Tuesday, June 24, 2008
Sunday, June 22, 2008
A beach with cold grainy sand and a variety of small smooth stones are mixed with broken shells. There are soggy black twigs and heaps of salt-encrusted seaweed. Upon this beach a cold wave breaks. Its foamy lip speeds up the smooth sandy incline and over the bare feet of a young woman, her long hair tangling in the wind. With cool blue eyes she looks out over the icy waves to the where the sapphire blue expanse is seamed with a stone colored sky. A cool wind blows, salty and mild, and it tousles her hair. A sheer slip clings to her well-formed hips and flaps behind her in the wind. As the cold water recedes to the sea it takes with it the wet sand beneath her feet, sucking her heels down. Clasped in her clammy palm is the pommel of a greatly worked sword, with blood draining in streams down to pool around the submerged point of the blade and then off into a watery trickle that snakes among the pebbles to follow the waves into the sea.
Although the blowing wind, cool, prickling her face with misty salt water as the waves endlessly soak and suck the sand. Nature roars in her ears and yet she can, over the cacophony, hear the mechanical heartbeat of the distant airship. Her eyes close, and she pricks her ears to the sound until all is silent in her mind but that ship sound rhythmically pulsing with the heavy beating of her own heart. Her eyes open, and the roar of life returns. The smell of smoke taints the air, and an awareness of a catastrophe weighs upon her and the serene moment is gone.
“It is time, my lady. You cannot fight any longer, the fight is over.”

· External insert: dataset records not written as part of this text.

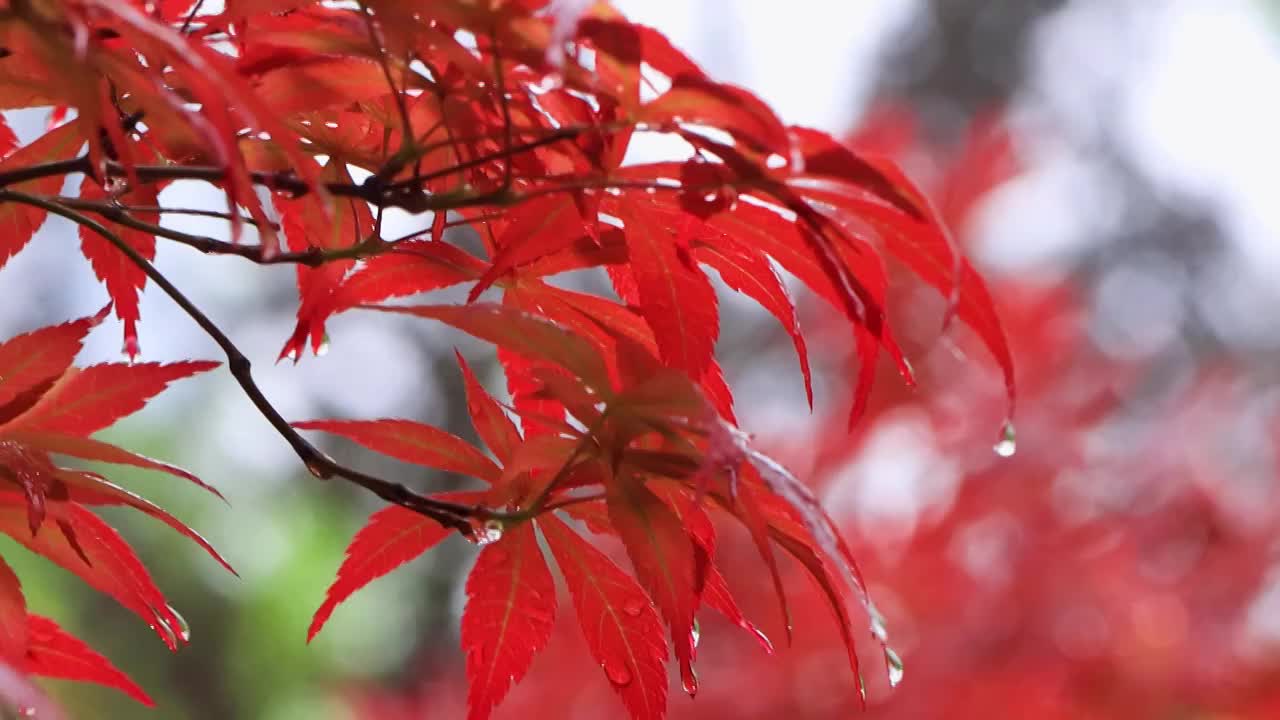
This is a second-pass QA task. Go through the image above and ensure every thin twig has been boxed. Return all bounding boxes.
[0,190,485,536]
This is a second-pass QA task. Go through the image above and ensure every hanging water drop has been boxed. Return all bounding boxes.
[867,603,888,643]
[467,518,506,547]
[604,661,631,688]
[165,605,191,642]
[884,647,905,688]
[992,420,1018,457]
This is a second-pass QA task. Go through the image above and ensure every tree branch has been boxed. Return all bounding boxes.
[0,188,481,536]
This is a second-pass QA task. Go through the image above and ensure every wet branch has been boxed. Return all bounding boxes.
[0,188,488,536]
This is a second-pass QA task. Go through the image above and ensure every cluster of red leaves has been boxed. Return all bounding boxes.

Her pale lips part slightly, dry, they stick together a bit.
Her father, lost or dead.
The stone castle that she calls home, carved hundreds of years ago out of the rocky cliff is forfeit.
All from a squabble she knows is long in the making but the politics of which she but cannot understand. She is not privy to it. There was betrayal and clandestine tactics.
Her mother died years ago. Her brother has either died during the overtaking of the castle or has fled. Coward.
And where is Victor? Why can she feel the presence of Eurydice when it has been missing for two years.
Has it been captured by the enemy and turned against its own? Surely they would have slain her father and Victor when it was taken. So, why does she still believe at least one of them is still alive.
She brings a hand up to her chest, and grazes the skin over her heart with cold fingertips. Her skin anticipates the touch and electrifies, hair raises on end.
Slowly and with the most grace her tired body could afford her, she turns and meets the eyes of the captain that stands atop a grassy dune, posturing. His uniform is rumpled, and his boots are crusted with dried mud. She makes her way to him, unashamed of her state of undress, pale skin and cheeks flush from the friction of the wind. Her limbs are lithe and she soon overtakes the distance and is with him.
“The sword, my lady.”
She gazes downward, turns it slightly. Its mirrored blade reflects a stormy sky. Victor’s sword. If she wanted to, she could slay this captain groin to neck, but she did not have the will to kill. She handed the sword over to her captor, and he promptly snatched it from her. The sword has lived its purpose elsewhere.